Windows-based builds are a lot longer.
>- architecture makes it difficult to write custom drivers without building them into the kernel (eg if you want to use the kernel as a module in your project)
Most RTOSen allow you to access a minimal set of kernel services from interrupt context, so that you can implement the standard top-half/bottom-half driver processing model. NuttX's managed interrupts are in this category, and almost any driver's interrupt handler needs to be as well.
Almost any RTOS on the Cortex-M profile will fully utilize the NVIC, giving you a hardware-managed preemptive FIFO scheduler even in interrupt context. NuttX's lack of this feature is a severe weakness, and a major reason to avoid using it.
Additionally, some RTOSen will provide the ability to install interrupt handlers that cannot safely access any kernel services. These are usually not capable of doing much more than provide user-defined error handling prior to taking a reboot. NuttX's raw interrupts are in this category.
> Almost any RTOS on the Cortex-M profile will fully utilize the NVIC, giving you a hardware-managed preemptive FIFO scheduler even in interrupt context. NuttX's lack of this feature is a severe weakness, and a major reason to avoid using it.
I think this is a miconception about how RTOS's can work. Certainly in a bare-metal environment (or with a minimum RTOS), prioritized interrrupt-level processing is critical. But with RTOS's like NuttX, interrupts should be very brief: You should enter the handler, perform mimimal housekeeping, and signal a prioritized thread to perform the interrupt-related operations.
This is not a oversight in the design, it is intentional replacement of prioritized interrupt handling processing with priorotized multi-tasking processing.
The NuttX interrupt handling is designed so that the context switch after signaling the prioritized thread is ZERO. The return from interrupt vectors directly in the prioritized task (assuming it is the highest priority). This is all intentional design and is very efficent in these regards.

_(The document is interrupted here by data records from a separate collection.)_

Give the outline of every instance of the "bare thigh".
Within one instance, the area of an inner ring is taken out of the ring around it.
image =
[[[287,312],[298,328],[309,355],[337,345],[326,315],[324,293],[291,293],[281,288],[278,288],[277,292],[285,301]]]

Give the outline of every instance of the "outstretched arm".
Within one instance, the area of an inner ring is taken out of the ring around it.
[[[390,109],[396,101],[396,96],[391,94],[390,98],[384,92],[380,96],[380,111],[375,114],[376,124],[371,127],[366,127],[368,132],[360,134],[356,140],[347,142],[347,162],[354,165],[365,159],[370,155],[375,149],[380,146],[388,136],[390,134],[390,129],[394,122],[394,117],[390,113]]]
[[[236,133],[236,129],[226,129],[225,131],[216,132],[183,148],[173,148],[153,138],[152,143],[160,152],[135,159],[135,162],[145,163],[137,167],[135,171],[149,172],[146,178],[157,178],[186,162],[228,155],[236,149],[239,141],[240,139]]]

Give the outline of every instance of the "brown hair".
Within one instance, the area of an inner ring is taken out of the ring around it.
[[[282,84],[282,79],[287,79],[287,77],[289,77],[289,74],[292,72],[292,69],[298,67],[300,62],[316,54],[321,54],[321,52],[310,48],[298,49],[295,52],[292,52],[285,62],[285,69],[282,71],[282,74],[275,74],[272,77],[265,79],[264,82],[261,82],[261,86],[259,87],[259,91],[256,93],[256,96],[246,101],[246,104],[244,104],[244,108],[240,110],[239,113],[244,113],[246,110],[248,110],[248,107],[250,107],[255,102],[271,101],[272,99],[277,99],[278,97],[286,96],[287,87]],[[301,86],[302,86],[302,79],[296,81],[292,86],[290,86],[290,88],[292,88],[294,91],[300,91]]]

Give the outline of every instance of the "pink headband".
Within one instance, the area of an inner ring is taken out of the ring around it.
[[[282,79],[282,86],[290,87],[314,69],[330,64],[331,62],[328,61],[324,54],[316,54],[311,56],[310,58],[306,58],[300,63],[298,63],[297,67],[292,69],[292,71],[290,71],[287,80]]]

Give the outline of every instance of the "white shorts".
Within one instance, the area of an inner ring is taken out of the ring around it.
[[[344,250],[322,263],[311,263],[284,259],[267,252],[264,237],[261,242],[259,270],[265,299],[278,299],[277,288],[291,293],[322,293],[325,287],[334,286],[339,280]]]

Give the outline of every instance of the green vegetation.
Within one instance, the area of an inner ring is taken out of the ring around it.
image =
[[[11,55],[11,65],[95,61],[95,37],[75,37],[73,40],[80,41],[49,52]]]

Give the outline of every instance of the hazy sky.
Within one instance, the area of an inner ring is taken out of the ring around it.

There is no one-size, fits all RTOS. You find that some are too minimal and primitive to meet your needs (I am thinking FreeRTOS, ChibiOS, Zephyr, ...) and some may be heavier weight than is necessary for your purposes (perhaps NuttX, nucleus, RTEMS, ...) or even heavier (VxWorks, QNX, Integrity, and on up to Linux). If you want the features of one class of RTOS, then you will find the others flawed in various ways, whichever RTOS is that one that meets your needs. It is a kind of Goldilocks effect.
If you improperly prioritize tasks or use semaphore locks improperly or keep interrupts disabled too long, then your application will not be real-time.
NOTE: NuttX does provide tools to measure interrupt latencies, response times, and critical section times. Those are helps in creating a real-time system.
So, it is not a meaningful to ask if the RTOS has been certified in some way to always meet deadlines. You should ask rather, does the OS provide the tools that you need and does your overall application meets its deadlines.